SIMON: Look, you're a seasoned correspondent. Your sources are impeccable. This kind of news always leaks out of a campaign, right? So do you know what Herman Cain's going to say?

GONYEA: We do not know. There have been some reports that he's likely to suspend his campaign, giving everything that's been swirling around. But this is - you may have heard, Scott - a very unconventional presidential campaign. A lot of people think he's just always been in it to sell books, and his schedule would perhaps support that theory, but he just has a very tiny group of advisers. They don't even seem to know. The only official word we have so far is from Mr. Cain himself.

We apologize in advance for kind of the bad quality audio of this, but this is what he said yesterday in South Carolina.

HERMAN CAIN: So tomorrow, we going to be opening our headquarters in northwest Georgia, where we will also clarify - there's that word again - clarify exactly what the next steps are.

GONYEA: Again, he has said he's going to talk his wife about this, see what she thinks and as of last night, we'd heard he hadn't actually made a decision.

SIMON: OK. And, of course, what mixes up the signals even a little bit more is that he's going to make the announcement at what is supposed to be the official opening of his brand-new campaign office.

GONYEA: Exactly.
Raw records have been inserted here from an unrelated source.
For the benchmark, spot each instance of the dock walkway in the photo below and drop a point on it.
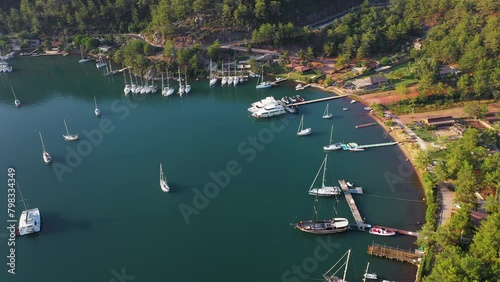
(395, 253)
(316, 100)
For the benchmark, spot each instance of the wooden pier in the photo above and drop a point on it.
(395, 253)
(360, 223)
(378, 145)
(316, 100)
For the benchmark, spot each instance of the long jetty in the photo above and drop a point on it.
(394, 253)
(360, 223)
(378, 145)
(316, 100)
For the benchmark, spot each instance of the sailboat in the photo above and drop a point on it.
(324, 226)
(236, 79)
(168, 90)
(127, 87)
(260, 81)
(133, 87)
(213, 80)
(69, 137)
(30, 220)
(45, 155)
(187, 88)
(301, 131)
(16, 101)
(367, 275)
(96, 111)
(163, 181)
(324, 190)
(331, 146)
(83, 60)
(181, 86)
(224, 77)
(331, 277)
(326, 114)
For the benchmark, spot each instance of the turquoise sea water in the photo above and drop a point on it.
(105, 217)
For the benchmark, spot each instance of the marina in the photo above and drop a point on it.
(111, 177)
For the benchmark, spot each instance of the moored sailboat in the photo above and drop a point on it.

And it is a campaign that, until it stops or until it suspends itself or is suspended, seems to be going full speed ahead. In fact, Scott, just in the past couple of days, this ad went up in Iowa, kind of acting like there's nothing wrong anywhere.

(SOUNDBITE OF POLITICAL AD)

SIMON: Help us understand the cumulative effect of the allegations this week and the sexual-harassment charges before that, because it seemed as if he was kind of holding his own after those first charges.
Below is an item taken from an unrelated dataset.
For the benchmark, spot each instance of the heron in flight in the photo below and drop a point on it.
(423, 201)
GONYEA: Exactly. In fact, he even bumped up a bit in some polls. So there seemed to be room to grow even after the first charges. There was a lot of discussion, a lot of rallying behind him as kind of the victim of what a lot of his supporters said were unsubstantiated- never mind that there were actually settlements made as part of those charges. But he has declined in the polls. We haven't seen the full measure of these latest allegations, but there is a Des Moines register poll coming out tonight.

But even with that, a lot of his support has already shifted to Newt Gingrich so that's fueled, in part, Gingrich's rise. But it is also worth pointing out here that yes, there have been scandals, but there have also been moments where he has stumbled and fumbled and awkwardly...

SIMON: On foreign policy questions...

GONYEA: ...on foreign policy questions. And that, too, has raised plenty of questions about whether or not he's ready. And all that has happened since the front-runner spotlight hit him.

SIMON: Yeah. In 40 seconds we have left, what does the rise and fall of this cycle tell about the Republican presidential nomination campaign so far?

GONYEA: It's a campaign like none that we have seen. And a lot of it is due to the, you know, presumptive front-runner Mitt Romney's inability to rise above a certain high-teens, low-20s threshold in polling. So then you have all of these anti-Romneys, not Romneys. And the only reason Herman Cain rose to the top was because of the implosion of the Rick Perry campaign. So it is very unsettled, to say the least. What would Gilbert and Sullivan do with such material?